IPsecHub+. High Availability and Dynamic Routing

15:45
27.05.2025
Gidral88
115

Hello everyone! Nikolay Edomsky here, Head of the Network Engineering Group at EDINOM TSUPIS.

I present to your attention the fifth article in the series "IPsecHub+".

In the previous articles, we explored various functions of our IPsec concentrator. However, one important question was left out, which is crucial for any serious topology — the question of fault tolerance. In this article, we will explore ways to make our concentrator fault-tolerant.

Dynamic Routing

Now, what kind of fault tolerance would be complete without dynamic routing, you might ask. And you would be right. In all the previous examples, we have considered the use of only static routes. Naturally, in an enterprise setting, such a configuration is unfeasible — I think it’s unnecessary to elaborate on why dynamic routing should still be implemented.

Implementing any dynamic routing protocol on our IPsec concentrator will be straightforward, as the topology is based on full-fledged logical interfaces — GRE, VTI, veth, and VLAN. I suggest considering the implementation of the BGP protocol on the concentrator, as this protocol will provide the most flexible configuration.

All we need to do is assign an autonomous system to each of our VRFs and create a BGP connection between all participating interfaces.

Here’s how it will look:

Fig. 1. Prefix distribution points via BGP.

The diagram shows that we have connected all the nodes along the traffic path with BGP peering. The general concept of dynamic routing is as follows:

ipsecFROM sends the DC routes to the target VRFs of the branches
ipsecTO receives branch routes from their target VRFs.
The DC routes reach the branches via GRE from the target VRF.
The firewall still acts as an inter-VRF router.

The direction of prefix distribution is shown in the diagram with arrows.

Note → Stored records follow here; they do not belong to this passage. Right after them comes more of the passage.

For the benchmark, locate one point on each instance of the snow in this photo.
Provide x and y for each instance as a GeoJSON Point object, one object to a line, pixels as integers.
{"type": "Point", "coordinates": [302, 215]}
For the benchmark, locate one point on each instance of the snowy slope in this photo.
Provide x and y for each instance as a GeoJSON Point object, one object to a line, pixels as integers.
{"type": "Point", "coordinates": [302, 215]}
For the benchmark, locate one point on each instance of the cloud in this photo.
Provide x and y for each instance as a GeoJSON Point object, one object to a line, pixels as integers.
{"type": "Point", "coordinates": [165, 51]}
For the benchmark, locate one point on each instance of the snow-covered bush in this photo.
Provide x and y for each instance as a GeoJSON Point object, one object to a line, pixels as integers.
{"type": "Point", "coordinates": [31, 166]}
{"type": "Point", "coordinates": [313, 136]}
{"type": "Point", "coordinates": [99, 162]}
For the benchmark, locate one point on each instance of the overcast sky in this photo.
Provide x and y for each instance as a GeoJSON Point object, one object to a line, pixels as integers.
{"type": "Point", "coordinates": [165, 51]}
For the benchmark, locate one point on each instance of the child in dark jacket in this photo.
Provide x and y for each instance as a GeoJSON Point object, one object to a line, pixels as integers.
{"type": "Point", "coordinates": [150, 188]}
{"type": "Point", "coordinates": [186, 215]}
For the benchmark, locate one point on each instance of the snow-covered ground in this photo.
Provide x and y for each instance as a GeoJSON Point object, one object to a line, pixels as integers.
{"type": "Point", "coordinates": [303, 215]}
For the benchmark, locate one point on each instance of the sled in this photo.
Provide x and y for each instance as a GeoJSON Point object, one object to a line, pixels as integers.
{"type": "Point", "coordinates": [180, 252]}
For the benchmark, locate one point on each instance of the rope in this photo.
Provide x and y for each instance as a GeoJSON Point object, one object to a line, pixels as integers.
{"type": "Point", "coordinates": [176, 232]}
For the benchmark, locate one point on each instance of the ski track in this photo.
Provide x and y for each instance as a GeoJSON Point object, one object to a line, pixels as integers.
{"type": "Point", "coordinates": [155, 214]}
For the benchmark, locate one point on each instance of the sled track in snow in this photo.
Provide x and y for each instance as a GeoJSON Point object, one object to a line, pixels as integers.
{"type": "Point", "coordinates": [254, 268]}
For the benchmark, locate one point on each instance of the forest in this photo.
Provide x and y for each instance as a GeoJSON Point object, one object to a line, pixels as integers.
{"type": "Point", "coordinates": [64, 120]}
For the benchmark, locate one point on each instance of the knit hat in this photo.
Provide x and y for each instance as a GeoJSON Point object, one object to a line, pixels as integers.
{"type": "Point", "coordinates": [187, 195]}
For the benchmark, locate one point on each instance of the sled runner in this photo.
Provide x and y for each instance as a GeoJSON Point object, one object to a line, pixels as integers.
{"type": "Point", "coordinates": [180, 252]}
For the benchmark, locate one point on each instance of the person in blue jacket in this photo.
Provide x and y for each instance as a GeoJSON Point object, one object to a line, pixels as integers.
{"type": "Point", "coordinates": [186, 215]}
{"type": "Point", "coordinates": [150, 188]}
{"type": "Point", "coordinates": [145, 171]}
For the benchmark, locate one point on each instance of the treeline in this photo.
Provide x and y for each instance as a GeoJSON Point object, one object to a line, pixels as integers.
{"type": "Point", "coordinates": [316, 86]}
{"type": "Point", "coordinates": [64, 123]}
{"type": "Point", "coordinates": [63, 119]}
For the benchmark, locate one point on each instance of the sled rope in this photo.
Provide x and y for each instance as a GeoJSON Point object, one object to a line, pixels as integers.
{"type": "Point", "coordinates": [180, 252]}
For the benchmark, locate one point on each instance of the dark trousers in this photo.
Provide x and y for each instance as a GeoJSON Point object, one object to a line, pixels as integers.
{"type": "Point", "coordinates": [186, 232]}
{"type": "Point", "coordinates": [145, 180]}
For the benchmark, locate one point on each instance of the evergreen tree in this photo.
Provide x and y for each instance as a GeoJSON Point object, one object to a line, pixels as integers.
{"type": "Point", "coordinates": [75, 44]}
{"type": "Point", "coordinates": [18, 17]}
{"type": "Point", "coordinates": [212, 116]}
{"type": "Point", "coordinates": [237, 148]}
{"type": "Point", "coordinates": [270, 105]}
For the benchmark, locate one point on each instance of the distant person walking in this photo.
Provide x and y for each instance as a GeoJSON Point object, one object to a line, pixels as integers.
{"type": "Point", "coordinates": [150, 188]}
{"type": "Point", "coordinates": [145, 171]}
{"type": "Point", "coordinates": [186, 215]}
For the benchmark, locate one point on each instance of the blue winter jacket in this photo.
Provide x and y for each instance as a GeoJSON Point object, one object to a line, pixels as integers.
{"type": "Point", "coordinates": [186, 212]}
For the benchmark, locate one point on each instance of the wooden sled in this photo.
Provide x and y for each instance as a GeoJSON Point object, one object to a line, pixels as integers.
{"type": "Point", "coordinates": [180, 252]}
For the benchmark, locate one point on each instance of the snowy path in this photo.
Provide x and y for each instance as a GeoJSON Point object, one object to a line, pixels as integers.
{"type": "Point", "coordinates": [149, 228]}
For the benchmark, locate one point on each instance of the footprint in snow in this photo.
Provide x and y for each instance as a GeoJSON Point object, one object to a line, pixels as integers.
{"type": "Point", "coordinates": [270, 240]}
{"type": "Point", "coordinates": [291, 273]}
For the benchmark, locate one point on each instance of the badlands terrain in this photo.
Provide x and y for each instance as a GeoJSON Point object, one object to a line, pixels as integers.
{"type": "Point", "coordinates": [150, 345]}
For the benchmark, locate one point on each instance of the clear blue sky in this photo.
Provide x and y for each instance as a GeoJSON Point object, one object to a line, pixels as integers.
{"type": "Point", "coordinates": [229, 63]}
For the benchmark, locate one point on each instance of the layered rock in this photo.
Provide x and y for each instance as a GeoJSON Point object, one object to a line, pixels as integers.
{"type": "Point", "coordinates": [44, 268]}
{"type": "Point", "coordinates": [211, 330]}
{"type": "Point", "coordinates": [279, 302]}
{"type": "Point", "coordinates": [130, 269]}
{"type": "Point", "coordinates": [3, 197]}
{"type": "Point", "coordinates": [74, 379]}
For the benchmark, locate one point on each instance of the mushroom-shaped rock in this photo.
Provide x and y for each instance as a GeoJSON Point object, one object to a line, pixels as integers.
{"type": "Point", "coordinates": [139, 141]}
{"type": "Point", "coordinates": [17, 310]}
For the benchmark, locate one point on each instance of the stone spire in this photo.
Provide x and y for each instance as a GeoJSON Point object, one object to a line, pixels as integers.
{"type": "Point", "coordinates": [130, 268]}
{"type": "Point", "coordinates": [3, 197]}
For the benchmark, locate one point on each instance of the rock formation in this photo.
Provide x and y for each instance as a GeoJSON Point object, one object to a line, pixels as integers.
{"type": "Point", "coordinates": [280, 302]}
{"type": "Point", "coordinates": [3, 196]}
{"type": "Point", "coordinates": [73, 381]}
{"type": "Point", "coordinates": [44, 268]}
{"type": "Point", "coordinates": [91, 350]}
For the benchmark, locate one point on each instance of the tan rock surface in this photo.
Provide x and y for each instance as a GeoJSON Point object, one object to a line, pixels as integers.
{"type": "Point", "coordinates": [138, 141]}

Additionally, each VRF should be assigned a separate AS, which will help avoid many issues related to AS loop and confusion with AD, as iBGP and eBGP have different AD values.

And most importantly — always remember the key rules of dynamic routing in an escalator topology.

Read also:

ESP32 programming with ESP-IDF in the PlatformIO environment #0

Escalators to the branches only push traffic to the specific branch and nowhere else.
Escalators in the DC only lift traffic to the firewall and nowhere else.

It is crucial to be very strict about which prefixes you send and receive on ipsecTO and ipsecFROM. The entire scheme could break if, for example, you send branch routes on ipsecFROM. The direction of distribution should be strictly as shown in the diagram below. We send the branch prefixes via ipsecTO, and the DC prefixes via ipsecFROM.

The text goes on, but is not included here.